Lunedi' mattina, sei il DPO di un'azienda da 400 dipendenti. Ti arriva sulla scrivania il progetto «assistente IA per HR». Apri il Reg. UE 2016/679 (GDPR) e ti dice una cosa. Apri il Reg. UE 2024/1689 (AI Act) e te ne dice un'altra. Il CTO ti chiede «allora? possiamo partire?» e tu sei li' a chiederti chi vince, dove e perche'. Te lo dico io: si pestano i piedi in cinque punti precisi, e li devi conoscere a memoria.
Conflitto 1: base giuridica vs categorizzazione del rischio
Il GDPR (art. 6) ti chiede una base giuridica per ogni trattamento. L'AI Act (art. 6 e Allegato III) ti chiede di classificare il sistema come alto rischio, limitato, minimo. Il problema: un sistema puo' essere AI Act-compliant ma GDPR-non-compliant. Esempio concreto: un sistema di scoring credito per banche e' alto rischio per AI Act (Allegato III, punto 5b), ma se la base giuridica GDPR e' «legittimo interesse» senza valutazione adeguata, il Garante ti sanziona lo stesso. La soluzione: nel registro art. 30 GDPR aggiungi una colonna «classificazione AI Act» e una «FRIA effettuata si'/no».
Conflitto 2: trasparenza algoritmica
L'art. 22 GDPR ti dice che l'interessato ha diritto di non essere sottoposto a decisione automatizzata e di ricevere «informazioni significative sulla logica utilizzata». L'art. 13 AI Act richiede trasparenza tecnica nei confronti del deployer (l'azienda che usa il sistema). Sono due trasparenze diverse: una verso l'interessato (utente finale), una verso chi compra il sistema. Devi documentarle entrambe, separate, con due informative distinte.

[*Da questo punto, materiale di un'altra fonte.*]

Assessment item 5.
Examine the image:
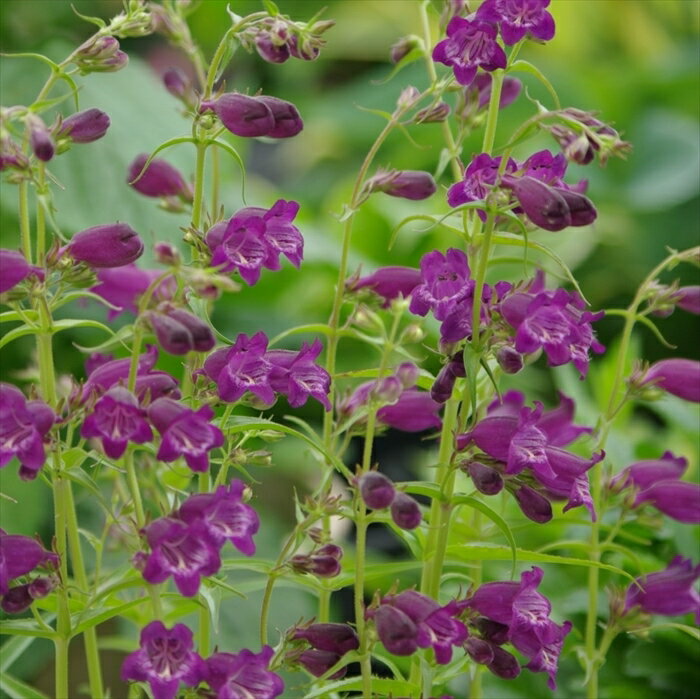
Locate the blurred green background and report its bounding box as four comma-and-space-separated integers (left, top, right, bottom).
0, 0, 700, 699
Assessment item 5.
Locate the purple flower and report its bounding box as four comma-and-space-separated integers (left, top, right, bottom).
292, 623, 360, 656
56, 109, 110, 143
204, 332, 275, 405
644, 359, 700, 403
178, 478, 260, 556
206, 199, 304, 286
465, 567, 571, 689
126, 153, 193, 201
365, 170, 437, 201
0, 383, 56, 481
121, 621, 207, 699
500, 289, 604, 380
90, 264, 177, 320
447, 153, 517, 213
148, 398, 224, 472
135, 517, 221, 597
357, 471, 396, 510
0, 248, 44, 294
625, 556, 700, 624
80, 386, 153, 459
66, 223, 143, 267
476, 0, 555, 46
0, 529, 59, 596
265, 340, 331, 410
206, 646, 284, 699
433, 17, 506, 85
368, 590, 468, 665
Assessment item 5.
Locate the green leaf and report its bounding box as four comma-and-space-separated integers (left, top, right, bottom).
452, 495, 518, 578
0, 672, 49, 699
508, 59, 561, 109
447, 544, 634, 582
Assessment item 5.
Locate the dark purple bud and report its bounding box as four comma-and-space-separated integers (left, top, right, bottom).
504, 176, 571, 231
297, 649, 348, 680
464, 636, 494, 665
391, 493, 423, 529
644, 359, 700, 403
56, 109, 110, 143
148, 312, 194, 354
167, 308, 216, 352
358, 471, 396, 510
255, 32, 291, 63
127, 153, 192, 201
553, 187, 598, 226
466, 461, 503, 495
67, 223, 143, 267
488, 646, 520, 680
513, 485, 552, 524
496, 345, 524, 374
200, 92, 275, 137
292, 624, 360, 655
27, 114, 56, 163
257, 95, 304, 138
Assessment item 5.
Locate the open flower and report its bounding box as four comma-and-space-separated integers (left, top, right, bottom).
121, 621, 206, 699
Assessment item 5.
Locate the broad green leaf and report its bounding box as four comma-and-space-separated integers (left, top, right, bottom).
0, 672, 49, 699
447, 544, 634, 582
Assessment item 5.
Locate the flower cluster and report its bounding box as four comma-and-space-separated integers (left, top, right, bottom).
202, 332, 331, 410
121, 621, 284, 699
134, 480, 260, 597
457, 391, 603, 523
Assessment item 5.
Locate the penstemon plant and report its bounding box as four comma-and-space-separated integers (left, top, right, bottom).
0, 0, 700, 699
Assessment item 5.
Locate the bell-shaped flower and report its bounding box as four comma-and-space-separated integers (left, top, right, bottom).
476, 0, 555, 46
134, 517, 221, 597
206, 646, 284, 699
121, 621, 207, 699
80, 386, 153, 459
265, 340, 331, 410
433, 17, 506, 85
66, 223, 143, 268
0, 383, 56, 481
177, 480, 260, 556
148, 398, 224, 472
625, 556, 700, 624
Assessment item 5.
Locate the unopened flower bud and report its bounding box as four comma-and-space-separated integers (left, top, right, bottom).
357, 471, 396, 510
496, 345, 524, 374
514, 485, 552, 524
66, 223, 143, 267
391, 493, 423, 529
56, 109, 110, 143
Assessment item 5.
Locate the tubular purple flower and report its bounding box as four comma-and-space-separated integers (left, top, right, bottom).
0, 248, 44, 294
644, 359, 700, 403
126, 153, 193, 201
292, 623, 360, 655
148, 398, 224, 473
346, 267, 422, 308
391, 492, 423, 530
136, 517, 221, 597
206, 646, 284, 699
0, 383, 56, 481
121, 621, 207, 699
56, 108, 110, 143
0, 529, 60, 596
178, 480, 260, 556
80, 386, 153, 459
433, 17, 506, 85
625, 556, 700, 624
357, 471, 396, 510
66, 223, 143, 268
200, 92, 275, 138
476, 0, 555, 46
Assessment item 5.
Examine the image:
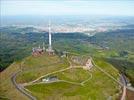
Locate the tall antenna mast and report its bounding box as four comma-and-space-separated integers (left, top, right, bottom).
49, 20, 52, 50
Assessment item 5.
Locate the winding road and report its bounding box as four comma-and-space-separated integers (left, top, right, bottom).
11, 71, 37, 100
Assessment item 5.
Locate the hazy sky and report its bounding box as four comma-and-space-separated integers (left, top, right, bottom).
0, 0, 134, 16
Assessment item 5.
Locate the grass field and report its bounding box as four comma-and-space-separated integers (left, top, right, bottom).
1, 52, 119, 100
43, 68, 91, 83
17, 55, 69, 83
26, 68, 119, 100
25, 55, 120, 100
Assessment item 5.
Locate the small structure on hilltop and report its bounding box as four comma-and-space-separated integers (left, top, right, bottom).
32, 42, 45, 56
83, 59, 93, 70
42, 76, 59, 83
46, 22, 54, 55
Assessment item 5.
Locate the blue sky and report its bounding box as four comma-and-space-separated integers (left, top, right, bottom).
1, 0, 134, 16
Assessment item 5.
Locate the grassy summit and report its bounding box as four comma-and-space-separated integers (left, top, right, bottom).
0, 54, 120, 100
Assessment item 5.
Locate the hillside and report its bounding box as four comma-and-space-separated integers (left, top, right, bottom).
0, 54, 120, 100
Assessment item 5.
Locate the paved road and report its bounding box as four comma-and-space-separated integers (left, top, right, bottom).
120, 74, 127, 100
11, 71, 36, 100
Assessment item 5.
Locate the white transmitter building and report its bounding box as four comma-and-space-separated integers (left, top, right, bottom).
32, 21, 54, 56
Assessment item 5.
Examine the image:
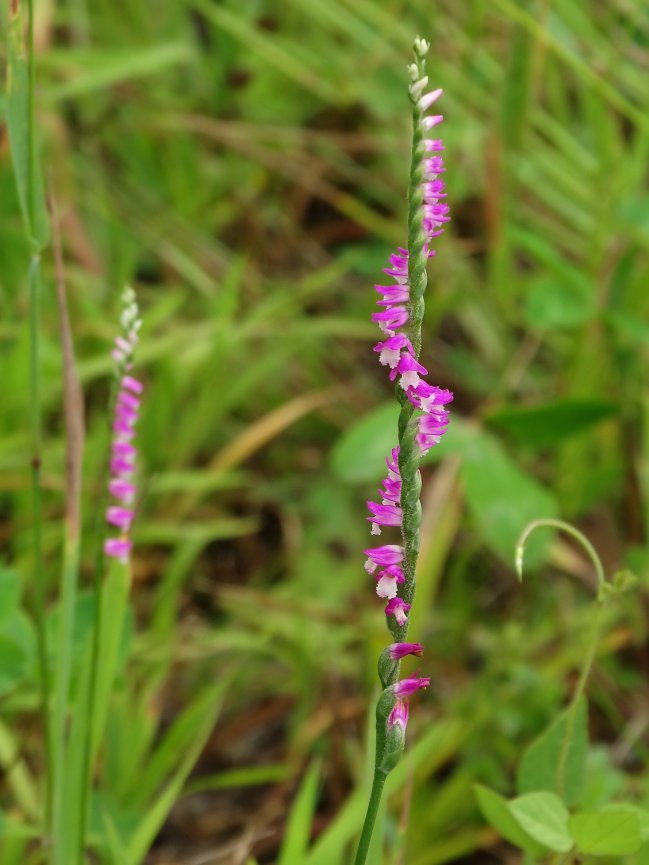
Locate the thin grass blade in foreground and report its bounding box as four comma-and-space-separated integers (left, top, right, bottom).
6, 0, 54, 826
355, 37, 452, 865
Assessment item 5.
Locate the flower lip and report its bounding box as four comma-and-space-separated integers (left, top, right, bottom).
388, 643, 424, 661
388, 699, 408, 730
393, 676, 430, 697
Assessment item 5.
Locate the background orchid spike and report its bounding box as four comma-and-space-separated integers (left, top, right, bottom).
355, 37, 453, 865
104, 288, 143, 564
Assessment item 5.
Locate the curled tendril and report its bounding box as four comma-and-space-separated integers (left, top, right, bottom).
516, 518, 608, 601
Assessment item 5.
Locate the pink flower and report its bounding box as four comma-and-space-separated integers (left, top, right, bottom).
106, 505, 133, 532
419, 88, 444, 111
104, 538, 133, 565
367, 502, 402, 535
104, 289, 143, 564
406, 381, 453, 412
383, 247, 408, 282
390, 351, 428, 390
388, 699, 408, 730
372, 305, 410, 336
388, 643, 424, 661
376, 565, 405, 598
374, 333, 415, 369
394, 676, 430, 697
363, 544, 403, 574
374, 282, 410, 306
385, 598, 410, 625
415, 409, 448, 455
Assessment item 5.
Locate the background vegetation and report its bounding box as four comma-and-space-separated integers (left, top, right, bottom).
0, 0, 649, 865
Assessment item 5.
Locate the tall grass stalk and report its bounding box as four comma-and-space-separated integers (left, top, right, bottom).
6, 0, 54, 826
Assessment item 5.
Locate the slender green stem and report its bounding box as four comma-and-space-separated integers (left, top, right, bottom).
28, 254, 53, 826
27, 0, 38, 238
557, 600, 604, 796
354, 769, 387, 865
355, 40, 428, 865
52, 533, 79, 865
77, 375, 119, 861
390, 49, 428, 648
516, 518, 608, 795
516, 517, 606, 597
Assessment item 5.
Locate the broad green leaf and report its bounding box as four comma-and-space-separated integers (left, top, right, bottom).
509, 792, 574, 853
487, 399, 619, 448
517, 698, 588, 805
473, 784, 548, 855
568, 807, 642, 856
277, 761, 320, 865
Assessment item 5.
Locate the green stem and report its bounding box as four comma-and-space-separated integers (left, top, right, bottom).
52, 531, 79, 865
557, 600, 604, 796
77, 374, 119, 861
355, 42, 428, 865
28, 254, 53, 826
354, 768, 388, 865
389, 47, 428, 648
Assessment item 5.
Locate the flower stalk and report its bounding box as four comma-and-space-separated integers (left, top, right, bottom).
355, 37, 453, 865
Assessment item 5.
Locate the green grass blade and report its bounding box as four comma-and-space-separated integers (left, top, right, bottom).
277, 760, 320, 865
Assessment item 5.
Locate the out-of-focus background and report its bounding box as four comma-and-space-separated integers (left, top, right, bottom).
0, 0, 649, 865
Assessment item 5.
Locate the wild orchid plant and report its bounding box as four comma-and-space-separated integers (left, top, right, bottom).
356, 37, 453, 865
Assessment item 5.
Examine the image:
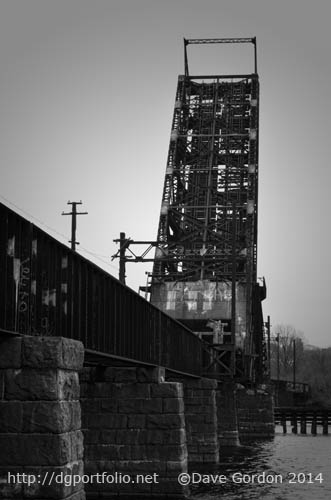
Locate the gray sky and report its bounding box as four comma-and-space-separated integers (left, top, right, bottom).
0, 0, 331, 347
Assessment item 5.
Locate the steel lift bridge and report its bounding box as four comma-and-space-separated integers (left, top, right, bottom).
114, 38, 266, 382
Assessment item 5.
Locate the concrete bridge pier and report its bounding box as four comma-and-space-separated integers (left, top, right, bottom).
236, 385, 275, 441
216, 380, 240, 453
0, 336, 85, 500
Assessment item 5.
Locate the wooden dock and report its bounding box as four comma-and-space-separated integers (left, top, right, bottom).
274, 407, 331, 435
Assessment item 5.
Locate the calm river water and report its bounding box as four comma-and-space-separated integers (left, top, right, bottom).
190, 430, 331, 500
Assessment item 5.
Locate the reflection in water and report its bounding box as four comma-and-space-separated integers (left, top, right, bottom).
190, 435, 331, 500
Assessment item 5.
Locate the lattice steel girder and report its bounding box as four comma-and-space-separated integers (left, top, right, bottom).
153, 75, 258, 284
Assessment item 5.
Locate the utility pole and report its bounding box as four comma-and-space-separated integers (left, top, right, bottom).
293, 339, 296, 390
62, 201, 88, 252
276, 333, 280, 406
265, 316, 271, 377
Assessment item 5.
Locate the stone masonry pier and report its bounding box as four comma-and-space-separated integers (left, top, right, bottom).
0, 337, 85, 500
81, 367, 187, 498
0, 336, 274, 500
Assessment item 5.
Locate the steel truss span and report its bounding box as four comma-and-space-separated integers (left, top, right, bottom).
152, 74, 259, 284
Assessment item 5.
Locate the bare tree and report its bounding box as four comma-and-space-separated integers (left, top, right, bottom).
271, 324, 304, 380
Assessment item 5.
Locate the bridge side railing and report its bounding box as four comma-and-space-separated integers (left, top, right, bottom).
0, 204, 203, 375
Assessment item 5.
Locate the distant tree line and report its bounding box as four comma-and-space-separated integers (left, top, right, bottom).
270, 325, 331, 406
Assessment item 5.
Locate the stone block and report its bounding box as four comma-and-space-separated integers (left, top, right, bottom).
162, 398, 184, 413
113, 383, 151, 399
0, 337, 22, 368
57, 370, 80, 401
80, 391, 100, 414
87, 444, 132, 461
70, 430, 84, 460
0, 433, 74, 466
146, 413, 185, 429
22, 401, 81, 433
113, 367, 137, 383
127, 414, 146, 429
86, 413, 128, 429
4, 368, 59, 401
151, 382, 183, 398
22, 336, 84, 370
152, 477, 189, 498
118, 398, 162, 414
166, 459, 187, 478
0, 369, 6, 400
161, 429, 186, 444
0, 401, 23, 432
99, 398, 118, 413
0, 465, 23, 499
23, 460, 84, 499
137, 366, 165, 384
82, 429, 100, 447
114, 460, 166, 474
4, 368, 79, 401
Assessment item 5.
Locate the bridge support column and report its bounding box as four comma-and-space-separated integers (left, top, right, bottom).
237, 386, 275, 441
171, 377, 219, 463
81, 367, 188, 498
216, 381, 239, 453
0, 336, 85, 500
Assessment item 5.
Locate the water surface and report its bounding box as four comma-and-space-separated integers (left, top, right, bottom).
190, 434, 331, 500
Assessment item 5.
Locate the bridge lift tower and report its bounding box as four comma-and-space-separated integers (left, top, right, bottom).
114, 38, 266, 382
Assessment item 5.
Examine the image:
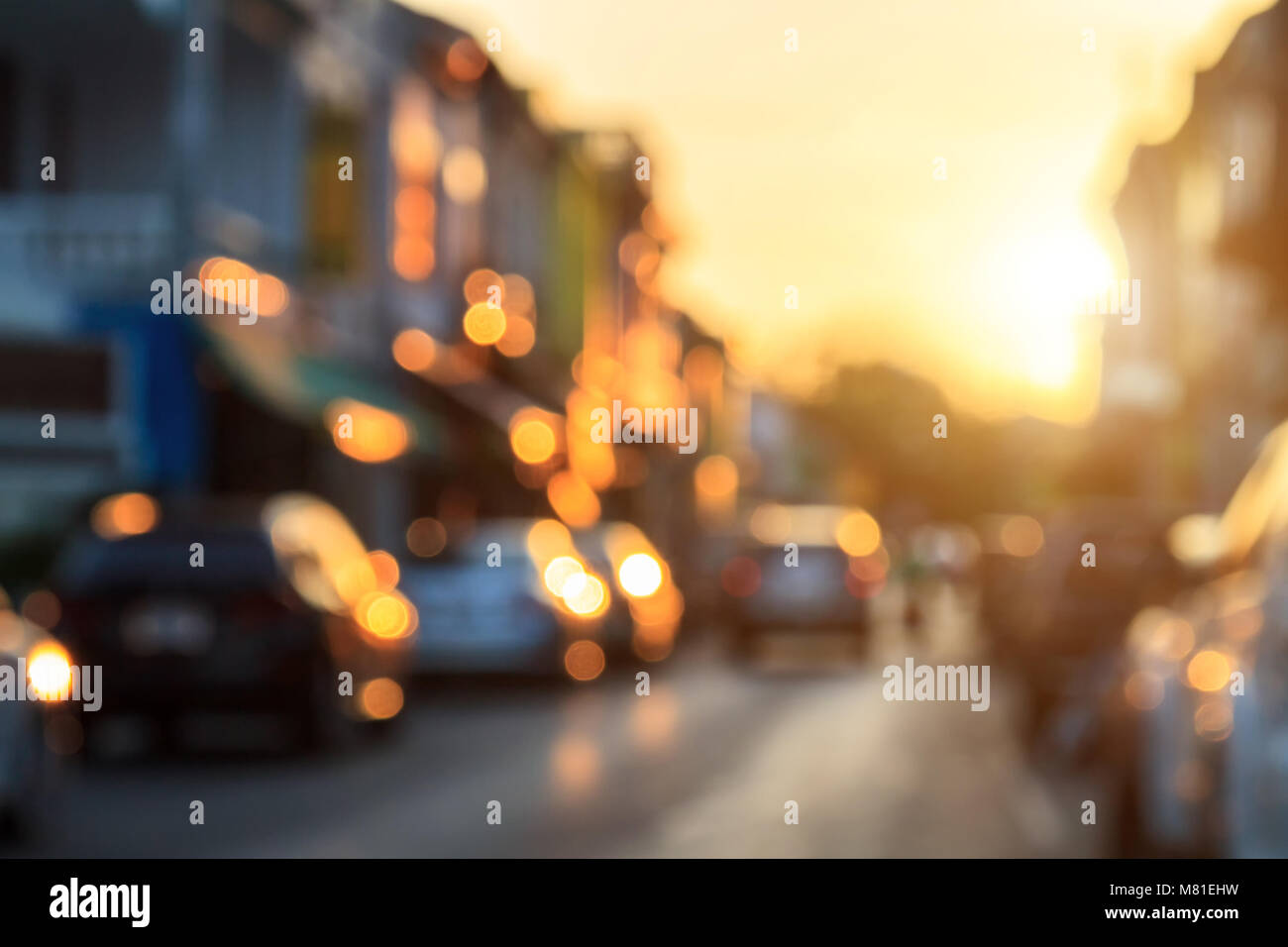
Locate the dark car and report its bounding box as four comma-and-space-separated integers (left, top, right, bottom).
54, 493, 415, 746
720, 506, 885, 655
402, 519, 683, 679
0, 610, 71, 839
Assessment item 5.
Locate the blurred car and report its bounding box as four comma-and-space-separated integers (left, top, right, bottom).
1105, 425, 1288, 857
54, 493, 416, 746
402, 519, 683, 681
0, 607, 71, 835
720, 504, 890, 655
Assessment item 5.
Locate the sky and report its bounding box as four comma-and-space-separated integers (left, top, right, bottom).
403, 0, 1271, 424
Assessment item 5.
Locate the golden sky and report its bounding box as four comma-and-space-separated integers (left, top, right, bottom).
403, 0, 1271, 423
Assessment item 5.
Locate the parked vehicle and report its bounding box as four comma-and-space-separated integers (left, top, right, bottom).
721, 505, 889, 655
402, 519, 678, 679
0, 607, 73, 835
54, 493, 416, 746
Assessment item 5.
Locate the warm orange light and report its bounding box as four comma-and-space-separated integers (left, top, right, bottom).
1185, 651, 1234, 693
617, 553, 662, 598
391, 232, 434, 282
394, 184, 434, 233
446, 36, 488, 82
693, 454, 738, 497
528, 519, 572, 562
355, 591, 416, 638
510, 411, 558, 464
443, 146, 486, 205
368, 549, 398, 591
27, 642, 72, 701
323, 398, 412, 464
461, 266, 505, 305
542, 556, 585, 598
564, 640, 604, 681
502, 273, 537, 318
999, 517, 1043, 557
561, 573, 608, 618
546, 471, 599, 528
393, 329, 438, 371
90, 493, 160, 540
463, 303, 505, 346
259, 273, 291, 316
496, 313, 537, 359
836, 510, 881, 556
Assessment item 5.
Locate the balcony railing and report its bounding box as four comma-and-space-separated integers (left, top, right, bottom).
0, 193, 174, 286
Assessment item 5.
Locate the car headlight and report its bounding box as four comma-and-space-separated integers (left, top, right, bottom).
27, 642, 72, 701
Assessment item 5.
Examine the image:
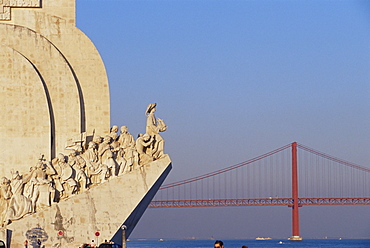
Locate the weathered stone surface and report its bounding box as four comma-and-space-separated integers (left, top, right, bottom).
5, 156, 172, 248
0, 0, 110, 177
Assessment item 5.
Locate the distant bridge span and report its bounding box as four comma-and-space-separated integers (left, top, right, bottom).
149, 142, 370, 240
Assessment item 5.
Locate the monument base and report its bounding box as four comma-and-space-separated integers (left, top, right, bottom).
0, 155, 172, 248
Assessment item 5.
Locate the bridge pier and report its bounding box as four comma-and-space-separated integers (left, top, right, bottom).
289, 142, 302, 241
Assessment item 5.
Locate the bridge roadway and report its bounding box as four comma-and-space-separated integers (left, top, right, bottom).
149, 197, 370, 208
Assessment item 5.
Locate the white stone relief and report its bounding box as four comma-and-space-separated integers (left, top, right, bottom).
0, 0, 41, 21
0, 103, 167, 226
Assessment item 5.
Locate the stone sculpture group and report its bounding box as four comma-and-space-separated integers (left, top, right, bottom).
0, 103, 167, 226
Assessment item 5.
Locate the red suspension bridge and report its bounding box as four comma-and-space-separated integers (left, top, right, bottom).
149, 142, 370, 240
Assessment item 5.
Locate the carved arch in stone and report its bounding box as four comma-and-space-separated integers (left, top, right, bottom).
0, 24, 84, 172
0, 44, 53, 176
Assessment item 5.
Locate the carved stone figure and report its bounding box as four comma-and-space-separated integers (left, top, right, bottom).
27, 160, 56, 212
146, 103, 167, 159
68, 151, 90, 191
82, 141, 102, 185
98, 136, 117, 178
136, 134, 154, 165
6, 171, 32, 222
117, 126, 139, 174
109, 125, 118, 140
52, 153, 77, 198
0, 177, 12, 226
0, 103, 167, 226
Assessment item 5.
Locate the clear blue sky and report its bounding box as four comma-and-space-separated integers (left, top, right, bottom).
77, 0, 370, 238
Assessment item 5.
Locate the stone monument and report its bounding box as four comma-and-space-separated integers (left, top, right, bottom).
0, 0, 171, 248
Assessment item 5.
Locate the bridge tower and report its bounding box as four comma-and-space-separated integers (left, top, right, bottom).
289, 142, 302, 241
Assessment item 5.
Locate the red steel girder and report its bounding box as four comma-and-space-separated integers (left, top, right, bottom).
149, 197, 370, 208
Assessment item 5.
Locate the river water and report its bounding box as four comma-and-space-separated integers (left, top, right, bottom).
127, 239, 370, 248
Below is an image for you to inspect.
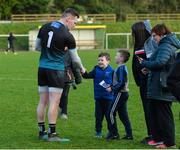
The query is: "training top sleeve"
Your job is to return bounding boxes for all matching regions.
[66,33,76,49]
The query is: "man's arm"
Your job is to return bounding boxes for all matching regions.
[35,38,42,51]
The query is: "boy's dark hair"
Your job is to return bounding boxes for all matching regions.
[98,52,111,61]
[151,23,171,36]
[118,49,130,62]
[61,8,79,18]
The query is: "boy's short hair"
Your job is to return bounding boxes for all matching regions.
[98,52,111,61]
[118,49,130,62]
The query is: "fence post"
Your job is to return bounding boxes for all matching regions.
[106,34,108,50]
[127,34,129,49]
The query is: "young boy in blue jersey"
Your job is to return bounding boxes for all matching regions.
[82,53,113,138]
[106,50,133,140]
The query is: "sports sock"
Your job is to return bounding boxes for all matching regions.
[38,122,45,134]
[48,124,56,134]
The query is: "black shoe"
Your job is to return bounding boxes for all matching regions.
[39,131,48,140]
[140,136,152,144]
[48,133,70,142]
[122,135,133,140]
[106,133,119,140]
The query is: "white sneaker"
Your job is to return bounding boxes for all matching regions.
[60,114,68,120]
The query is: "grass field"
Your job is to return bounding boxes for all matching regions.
[0,50,180,149]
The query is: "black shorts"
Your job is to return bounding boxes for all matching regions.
[38,68,65,88]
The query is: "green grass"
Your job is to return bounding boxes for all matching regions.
[0,50,180,149]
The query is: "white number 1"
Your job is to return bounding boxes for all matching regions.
[47,31,54,48]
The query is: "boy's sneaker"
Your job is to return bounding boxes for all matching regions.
[48,133,70,142]
[140,136,152,144]
[39,131,48,141]
[60,114,68,120]
[95,132,102,138]
[148,140,163,146]
[122,135,133,140]
[106,133,119,140]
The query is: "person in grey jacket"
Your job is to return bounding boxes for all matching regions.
[139,24,180,148]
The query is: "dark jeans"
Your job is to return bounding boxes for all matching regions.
[59,83,70,115]
[108,92,132,136]
[139,78,151,136]
[95,99,112,132]
[149,99,175,146]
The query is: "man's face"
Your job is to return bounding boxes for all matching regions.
[66,15,78,30]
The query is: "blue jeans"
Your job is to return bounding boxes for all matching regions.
[108,92,132,136]
[95,99,112,132]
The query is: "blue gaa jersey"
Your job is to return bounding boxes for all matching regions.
[37,22,76,70]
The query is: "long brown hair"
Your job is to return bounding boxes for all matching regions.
[131,22,151,49]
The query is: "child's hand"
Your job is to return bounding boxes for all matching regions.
[80,68,86,74]
[141,68,149,75]
[106,87,112,92]
[136,55,143,64]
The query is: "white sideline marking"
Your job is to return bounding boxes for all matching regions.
[0,77,36,81]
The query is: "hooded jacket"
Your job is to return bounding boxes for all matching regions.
[141,33,180,101]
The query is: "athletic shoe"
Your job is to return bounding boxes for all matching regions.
[121,135,133,140]
[106,133,119,140]
[60,114,68,120]
[140,136,152,144]
[95,132,102,138]
[148,140,163,146]
[39,131,48,141]
[156,144,176,149]
[48,133,70,142]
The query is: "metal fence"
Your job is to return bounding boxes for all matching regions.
[105,32,180,50]
[126,13,180,20]
[11,14,116,23]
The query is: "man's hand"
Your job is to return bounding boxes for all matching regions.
[141,68,149,75]
[106,87,112,92]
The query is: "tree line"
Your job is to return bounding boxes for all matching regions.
[0,0,180,20]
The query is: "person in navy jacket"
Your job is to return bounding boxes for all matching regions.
[82,53,113,138]
[106,50,133,140]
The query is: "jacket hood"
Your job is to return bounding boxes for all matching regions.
[160,33,180,49]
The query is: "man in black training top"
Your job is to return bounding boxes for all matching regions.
[36,8,84,141]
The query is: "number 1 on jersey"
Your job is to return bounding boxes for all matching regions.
[47,31,54,48]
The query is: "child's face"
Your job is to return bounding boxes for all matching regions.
[115,52,124,64]
[98,56,109,68]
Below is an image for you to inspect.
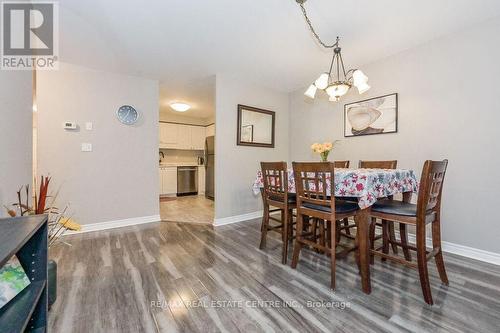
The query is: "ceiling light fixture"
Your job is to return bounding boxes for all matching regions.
[170,102,191,112]
[296,0,370,102]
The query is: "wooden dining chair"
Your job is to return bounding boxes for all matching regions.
[292,162,358,289]
[259,162,296,264]
[371,160,448,305]
[333,161,350,169]
[358,160,411,263]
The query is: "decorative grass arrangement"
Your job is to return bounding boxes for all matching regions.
[4,176,81,247]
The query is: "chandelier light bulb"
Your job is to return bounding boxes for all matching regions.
[352,69,368,87]
[356,83,371,94]
[304,84,318,98]
[170,102,191,112]
[314,73,330,89]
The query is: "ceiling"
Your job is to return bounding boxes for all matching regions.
[55,0,500,117]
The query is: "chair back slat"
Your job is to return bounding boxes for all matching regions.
[293,162,335,211]
[260,162,288,200]
[359,160,398,169]
[333,161,350,169]
[417,160,448,216]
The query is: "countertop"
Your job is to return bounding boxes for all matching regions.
[159,162,204,168]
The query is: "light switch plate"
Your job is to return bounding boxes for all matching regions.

Cosa devi fare operativamente
- Mappatura incrociata. Per ogni progetto IA fai una tabella con: trattamento GDPR, base giuridica, classificazione AI Act, obblighi specifici (FRIA, registrazione database UE, marcatura CE).
- FRIA + DPIA insieme. L'art. 27 AI Act impone la Fundamental Rights Impact Assessment per i sistemi alto rischio. La fai DENTRO la DPIA art. 35 GDPR, non a parte. Risparmi tempo e dimostri integrazione.
- Doppio referente. Il DPO non basta. Per AI Act serve anche un «AI compliance officer» o equivalente. Puoi essere la stessa persona, ma le funzioni vanno distinte nel mansionario.
- Audit log unificato. L'art. 12 AI Act richiede log automatici per tutta la vita del sistema (minimo 6 mesi). Il GDPR non lo chiede esplicitamente ma e' best practice. Unifica e tieni 24 mesi.
Documentazione che ti salva al controllo
Quando arriva il Garante (o l'autorita' AI Act, in Italia AgID + ACN secondo il DDL approvato), ti chiedono tre cose insieme: registro art. 30 GDPR aggiornato, DPIA con sezione FRIA integrata, scheda tecnica art. 11 AI Act (Allegato IV). Se hai questi tre documenti ben fatti, sei coperto al 90%.
Sanzioni: la matematica brutta
GDPR ti puo' multare fino al 4% del fatturato globale (art. 83). AI Act fino al 7% del fatturato globale o 35 milioni (art. 99) per violazioni gravi su sistemi proibiti, 3% per alto rischio. Possono cumularsi: stesso fatto, due sanzioni distinte da due autorita' diverse. Caso scuola: usi un sistema di riconoscimento emozioni in HR (proibito ex art. 5 AI Act dal febbraio 2025) trattando dati biometrici senza base giuridica adeguata. Garante 4% + autorita' AI Act 7% = puoi arrivare all'11% del fatturato. Buona giornata.
Il punto e' semplice: smetti di pensare che AI Act e GDPR siano due binari paralleli. Sono due strade che si incrociano in continuazione, e tu devi essere il vigile a quell'incrocio. Mappa, documenta, integra. E non delegare al CTO le scelte di compliance, perche' poi paghi tu.